Herod, 2025 version
Sermon for Christmas I, 2025, delivered at St. Paul's Episcopal Church, Louisville, KY
Text: Matthew 2:13-18
A Merry Christmas to you all. I think for most of us, we had a good Christmas. We celebrated with family and friends, or had a quiet day, or maybe had to work and celebrated in another way. I have to think of my friend who is having her first Christmas without her mother and is having a hard time this season. Hearing her talk about it brings the day or two of celebration to a halt and the reality of life returns, but it doesn’t bother me. It is a reminder to me that my experience of Christmas is not shared by everyone, and our gospel reading this morning reflects this as well. Sometime after Jesus is born, Joseph and his family are warned by God to flee to Egypt to escape Herod’s murderous search to kill Jesus. We’re reading this just three days after Christmas, and tomorrow is the feast of the Holy Innocents, a commemoration of the death of all the children in and around Bethlehem, killed at Herod’s command. This is not a happy way to wind up our holiday season and it clashes with the popular scene of the wise men from the East offering their gifts to Jesus in peace and wonder. But this is life, and if we are honest, we all have these moments where the reality of life intrudes as a killjoy on happy moments. That doesn’t mean that we can never find true happiness. It just means that true happiness is the not pure experience that we long for.

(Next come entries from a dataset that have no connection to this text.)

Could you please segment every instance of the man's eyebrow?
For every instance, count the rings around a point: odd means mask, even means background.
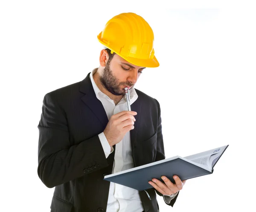
[[[121,63],[122,64],[126,65],[129,66],[131,68],[135,68],[135,67],[134,67],[132,65],[130,65],[130,64],[128,64],[128,63],[126,63],[126,62],[121,62]],[[144,68],[146,68],[146,67],[143,67],[143,68],[140,68],[140,69],[144,69]]]

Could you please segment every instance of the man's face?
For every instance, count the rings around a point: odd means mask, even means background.
[[[116,54],[108,60],[99,79],[105,88],[116,96],[125,95],[125,88],[134,86],[144,67],[134,65]]]

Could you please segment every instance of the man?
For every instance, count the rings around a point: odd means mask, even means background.
[[[51,211],[157,212],[156,192],[172,206],[185,182],[177,176],[175,184],[154,178],[151,189],[140,192],[103,179],[165,158],[159,103],[134,88],[145,68],[159,65],[152,29],[142,17],[124,13],[98,38],[106,47],[99,67],[44,98],[38,174],[55,187]]]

We cannot read this passage without the cultural images of the wise men, also known as the Magi, that we’ve seen in pictures and paintings and in a crĂȘche. That makes the story of Jesus’ family fleeing Herod harder to contemplate and easier to wave away. Curiously, Herod, the king of Israel becomes afraid, not angry, when he learns that these men are searching for Jesus. They say that Jesus is the king of the Jews, and that fear of a leader of a people who Herod was not a part of speaks to Herod’s basis of rule. He is not a leader so much as he is someone chasing after power, and by making power his sole prize he is afraid of anyone who has the power of peace to lead people. This makes the wise men’s description of Jesus as king a threat to the shaky foundation of Herod’s power by exposing how Herod has gained power - through force, threats, and murder. What this illustrates to us is that the humility, love, and divine justice Jesus brings is a threat to anyone who wields influence and power against those without power - and their reaction belies what motivates them. It shows where their weaknesses lie.
The holy family remain as exiles, refugees in Egypt until Herod dies a year or two later and the threat of death is gone. But this waiting period came with a cost to the male infants in Bethlehem: they were killed out of fear, their life standing meaningless before Herod’s lust for power and control. Matthew brings in a short passage from Jeremiah to remind us of the loss, of Rachel inconsolably weeping for her children who are no longer alive. This would have been a truly traumatic event, similar to the first-born of the Egyptian people being killed as the angel of death passed over the Hebrew slaves. But, even with Jesus’ later return, there is still grief in the land among those looking for the Messiah. The effect that Herod’s rule and attitude had on Judea would last well beyond his death, to become a generational trauma. Jesus’ contemporaries were looking for someone to heal their trauma and lead them out of their fears, and Jesus was there when they needed that healing the most as adults. With such a rough start to his life, hope and healing still prevails with Jesus because God guided him, and then guided others to him because he brought that hope and healing in the wake of Herod’s rule.
This is a story of our time as well, where we grieve over the loss of cultural identity, civility, and predictability in the face of cruelty and indifference among our current national leaders. It has made some of us uneasy while others feel that something broken in our nation is being fixed. But there is no denying that there is collateral damage to us that leaves us angry, confused, and fearful, for different reasons. This is felt acutely because unlike Jesus, we do not have an Egypt that we can flee to and wait until things settle down. We are stuck here, riding it out. We can choose to react in fear as Herod did in the face of what we feel is threatening us, or we can choose to trust the different path God is calling us to. Because even in our fear and anger, God is with us, blessing us with a promise that we are not abandoned, not left to the worst of ourselves. We are dealing with our version of Herod, and are reminded that Jesus did not enter, nor do we live in a world of constant joy and contentment as our celebration of Christmas hints at. Christmas is a time of relief, a reminder that joy and happiness can be found in difficult times.
God will lead us to a land where we will be ready for Jesus to show us how to find peace and joy among the hard times we go through individually in our lives and together as a community. Herod died long before Jesus taught us what love looks like, and it was Jesus’ persistent, compassionate, unconditional love that prevailed over Herod. So we too will prevail over the Herods of our time. There are wise men among us, not always speaking truth to power, but who instead point us toward a source of awe and wonder. That source is also where we find refuge and comfort from our fears. That source is Jesus, who we see at Christmas as an infant, full of love and hope for us. We do not need to flee or hide so long as we have faith in his love for us, and accept that love for ourselves, and then finally be able to love our neighbors as we are loved.